I was out of this clinic for almost four months.
When I came back, I realized that everyone was unsettled and upset. Apparently, this clinic was closing, another one was opening in the same space, and many of the staff were leaving. There was one recurring theme amongst the worried staff and providers, as time ticked on, relentlessly, towards D-Day. What will happen to all these patients who will fall through the cracks?
The elderly. The disabled. The emotionally disturbed. The refugees. The ones who are medically illiterate. The ones who can’t read or write. The generations of families served in this clinic.
I was amazed at the love I saw, genuine love, from the hurting staff and providers. Over time, they have come to know these families and the needs of this underserved community. Our team has put their hearts and souls into the work they do. It’s more than work. It’s a mission, a calling. But now, as the clock keeps ticking, health care is becoming more of a business. And, with it, quality of care will suffer.

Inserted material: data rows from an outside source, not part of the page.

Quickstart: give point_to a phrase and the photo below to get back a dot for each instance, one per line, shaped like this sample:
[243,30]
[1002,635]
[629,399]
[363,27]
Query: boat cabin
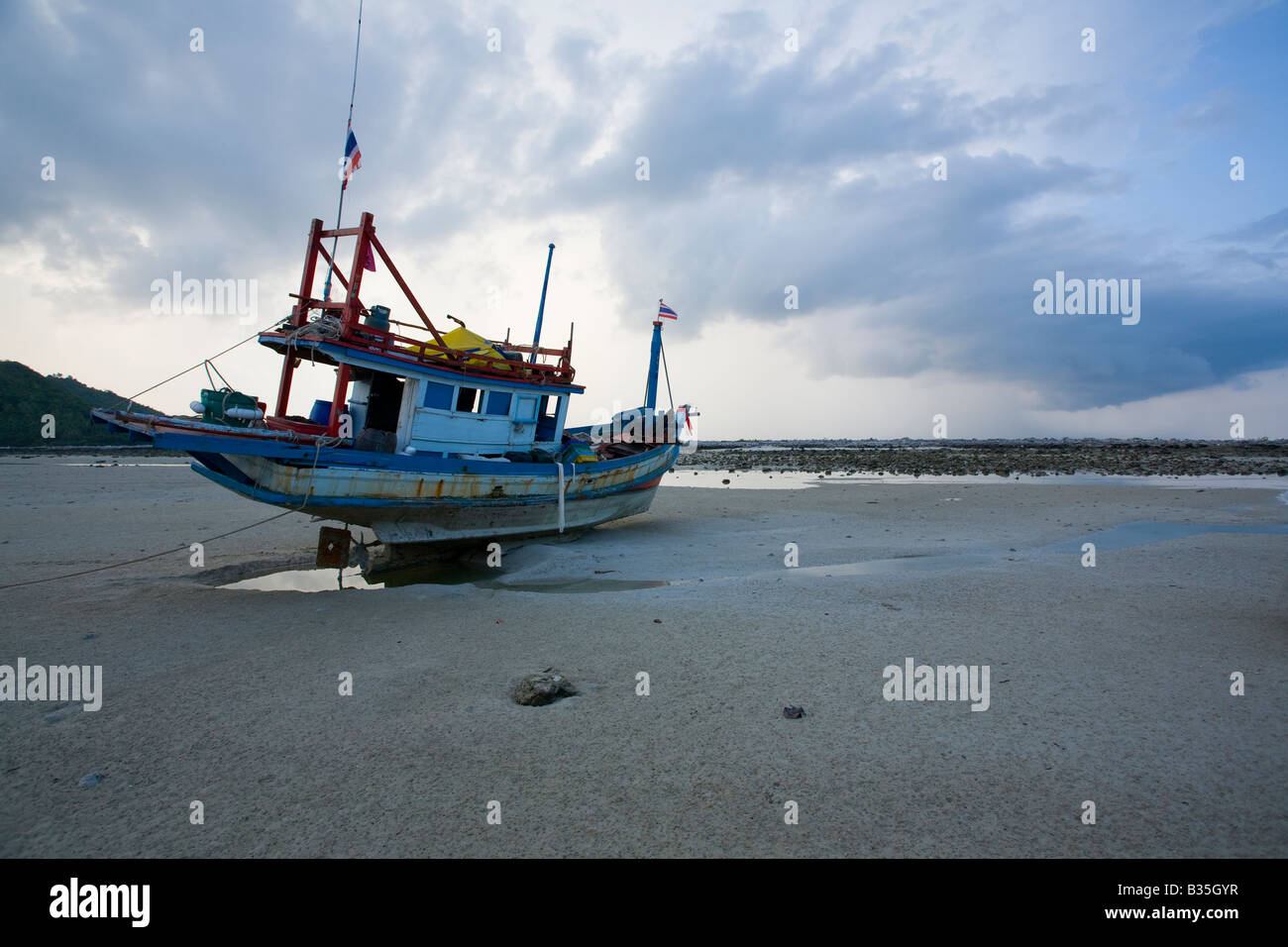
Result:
[454,393]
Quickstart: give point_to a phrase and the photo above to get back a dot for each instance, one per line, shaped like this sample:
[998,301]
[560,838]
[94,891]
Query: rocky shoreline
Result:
[1001,458]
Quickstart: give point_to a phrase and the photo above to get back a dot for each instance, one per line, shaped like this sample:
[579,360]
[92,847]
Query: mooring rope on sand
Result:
[183,548]
[187,547]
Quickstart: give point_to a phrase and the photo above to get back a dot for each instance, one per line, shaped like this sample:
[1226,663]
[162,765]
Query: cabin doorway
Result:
[384,407]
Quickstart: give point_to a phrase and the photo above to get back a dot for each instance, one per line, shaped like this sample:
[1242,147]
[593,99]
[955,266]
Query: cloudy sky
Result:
[789,145]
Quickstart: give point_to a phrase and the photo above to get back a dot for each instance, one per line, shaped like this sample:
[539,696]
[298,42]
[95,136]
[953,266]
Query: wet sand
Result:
[1108,684]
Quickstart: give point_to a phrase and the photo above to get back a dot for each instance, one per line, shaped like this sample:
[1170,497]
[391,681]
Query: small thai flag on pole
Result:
[352,158]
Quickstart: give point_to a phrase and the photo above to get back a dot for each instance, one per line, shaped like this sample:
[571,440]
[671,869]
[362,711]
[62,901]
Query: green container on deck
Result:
[215,403]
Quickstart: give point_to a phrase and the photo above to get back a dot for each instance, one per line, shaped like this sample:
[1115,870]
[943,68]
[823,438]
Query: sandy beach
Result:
[1108,684]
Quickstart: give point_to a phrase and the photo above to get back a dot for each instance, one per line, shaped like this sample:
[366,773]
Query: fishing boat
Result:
[432,438]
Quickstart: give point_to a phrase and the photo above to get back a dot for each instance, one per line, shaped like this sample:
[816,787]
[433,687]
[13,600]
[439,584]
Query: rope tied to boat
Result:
[326,328]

Will I be able to sleep at night knowing my elderly patient has probably moved to a shelter because no one picked up on the fact that she was overdue on rent as her grandson used the money to fund his drug habit? Last time, I was able to intervene and get Adult Protective Service involved. But now, my role will change, and I might not see her. She may be one of those patients who falls through the cracks.
For now, I count my blessings. I got a better-looking office, with a view and sunlight! And I still enjoy my job. It’s a job I know well, and the clock ticks real fast on a busy day.
My office is a stopping point for many who drop by to discuss their worries. I do my best to calm them down with my glass-is-half-full attitude. In this transition time with uncertainties, powerlessness and frustrations, one good thing is that, like all tough New Yorkers, we come together and weather all storms as a team.